Speaking during the firm's latest financial results, Iwata said that Nintendo "originally planned to release a few first-party titles for Wii U during the first half of this year, but no big titles are scheduled for release before "Pikmin 3" in July because we decided to take time to add the final touches to ensure that consumers fully feel that they are valuable titles.
"The brand of a franchise would be completely degraded without customer satisfaction. This is why we delayed the release schedule of such games."
Iwata claims that it is "becoming increasingly challenging" to determine the amount of resources needed to achieve the level of quality expected from Nintendo's first-party line-up, and reveals that development staff were pulled off of future projects to help "understaffed" titles - including the much-delayed Pikmin 3.

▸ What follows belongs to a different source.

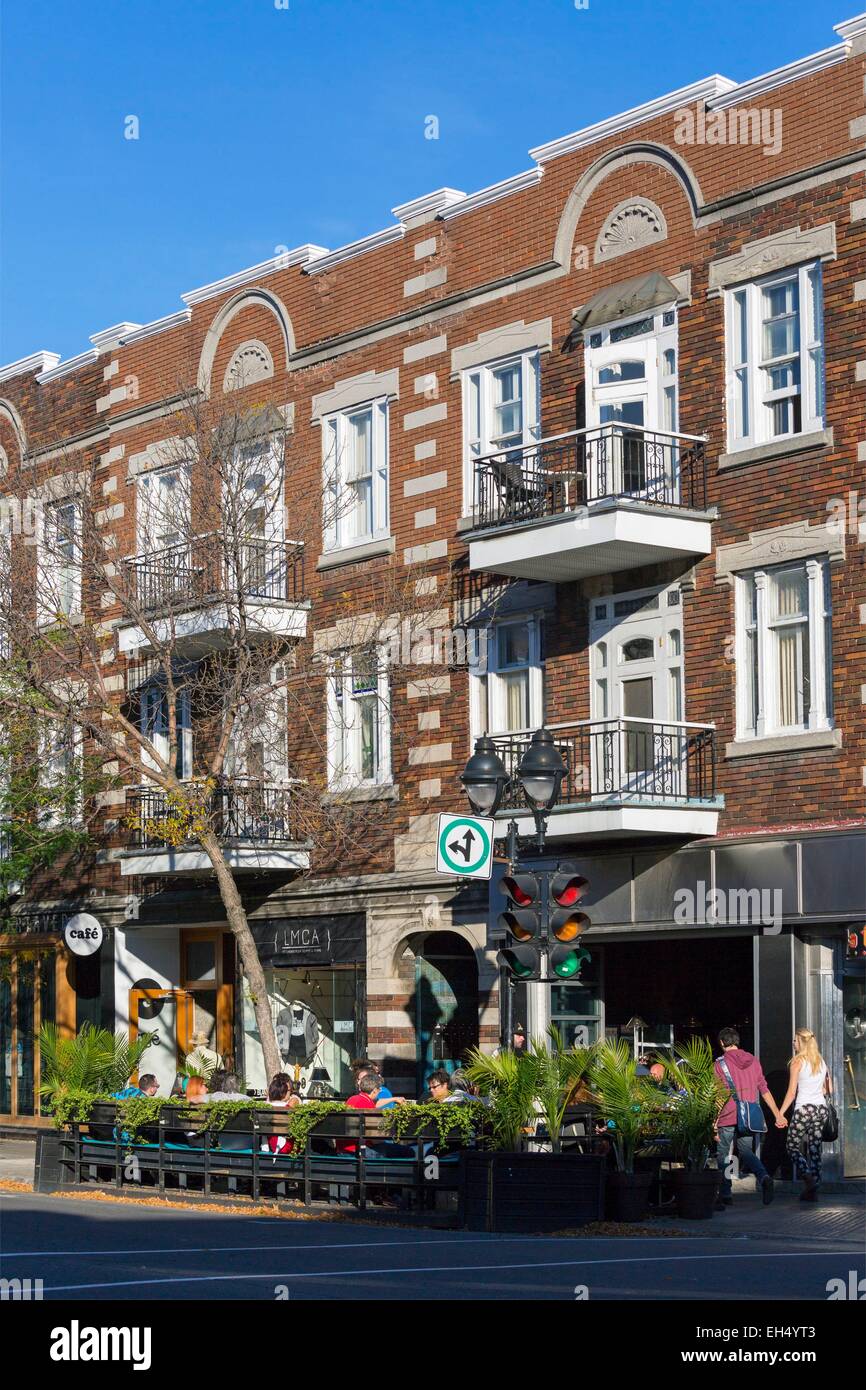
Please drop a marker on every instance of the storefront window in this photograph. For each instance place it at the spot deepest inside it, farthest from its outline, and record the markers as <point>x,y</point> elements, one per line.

"The reason for the delayed release of our first-party titles was the fact that completing the games released at the same time as the launch of Wii U required more development resources than expected, so some staff members from development teams working on other titles had to help complete them," he continued.
"In short, the development teams of 'Pikmin 3' and other future games were understaffed during that period. We do not simply have one easily identifiable bottleneck in software development. These days it is becoming increasingly challenging to determine the minimum development resources required for customer satisfaction."
Pikmin 3 had initially been expected to launch alongside Wii U last November, but was pushed back by over six months. The game doesn't ship in Japan until July, with a US release following in August. It has yet to be dated for the UK.
And Iwata believes that the lack of first-party titles has contributed to Wii U's slow start.
"It is a fact that Wii U currently has lost momentum owing to longer-than-expected intervals between software releases," he continued. "We were faced with the alternatives of taking time to refine our products or launching them without too many intervals, and after careful consideration, we selected the first option because we believe that from a mid-and-long term perspective it is more important to improve customer satisfaction with each game.
"Development always bears many uncertainties and a delay in release is not necessarily a consequence of insufficient management of development teams."
Wii U has struggled to maintain momentum following its launch last November, with the console only managing to sell 390,000 units worldwide this year.